それに、周りを見れば、銃を構えた二十人位の人間が俺たちを取り囲んでいた。
白衣を着たヤツや作業服の技術者、それにウェイトレスのお姉ちゃんまで小銃を構えて俺を狙っている。
万事休すか。それにしてもこのMr.Rはやけに気に障る笑い方をする。
どうせ捕まるんだったらせめてコイツだけでもなんとかしてやりたい。
俺は、右腕の腕時計の文字盤を、力いっぱい右膝に押し付けた。
ジャックが作ってくれた戦闘モード直結のスイッチである。
腕時計がカチッと小さく鳴ると、ブゥーーン・・とかすかなうなり声が右肩から伝わってきた。この音を聞くと安心感が広がっていく。
「俺の腕の話は誰に聞いた?」
俺はMr.Rに向かって小さくつぶやいた。
「ふん、誰でもよかろう。おまえはこのまま捕まって一生監獄暮らしになるんだからな」
「それはちょっとやだなぁ」
俺は、そう言いながら周りの銃を構えている連中を観察した。
一人の男が今にも発射しそうな構えで狙いを定めている。
あの銃は、捕獲用ネットランチャーだ。
極細の超硬質繊維を使ったネットを対象物に覆いかぶせ捕らえるための銃で、繊維があまりにも細いせいで、捕まった人間が暴れれば暴れるほど肉がネットの繊維で切れて血だらけになってしまうという別名「ブラッディスパイダー」という代物だ。
あんなものを掛けられたらたまったものではない。
俺は、右腕の威力を発揮した。
常人の目には見えないようなスピードで拳を繰り出した。ちょうど訓練所のテニスルームのようなものだ。
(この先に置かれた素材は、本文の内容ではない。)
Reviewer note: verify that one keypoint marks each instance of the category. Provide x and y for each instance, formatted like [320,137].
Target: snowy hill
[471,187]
さっきまで俺の左腕をつかんでいたMr.Rの右腕は、「ぼこっ」という音とともに変な形に曲がりMr.Rの背中のほうへ回っていった。
ほぼ同時に、Mr.Rは顔面が3箇所ほどいやな音とともにへこんで、白目をむいて気絶した。
俺は、すぐさまMr.Rの白衣の襟首を右手で掴み、「ブラッディスパイダー」を構えた男めがけ、Mr.Rをそのまま投げつけた。怪力の右義腕のなせる技である。
「ブラッディスパイダー」を構えた男は、突然Mr.Rが飛んでくるものだからそのまま引き金を絞った。炸裂音とともにきらきら輝く蜘蛛の巣状のネットがきれいに開いて俺のほうに飛んできた。
しかし、ネットは俺に届く前にMr.Rを包み込んでしまった。そしてMr.Rは気絶したまま特殊鋼線のネットにまみれながら「ブラッディスパイダー」を撃った男に圧し掛かっていった。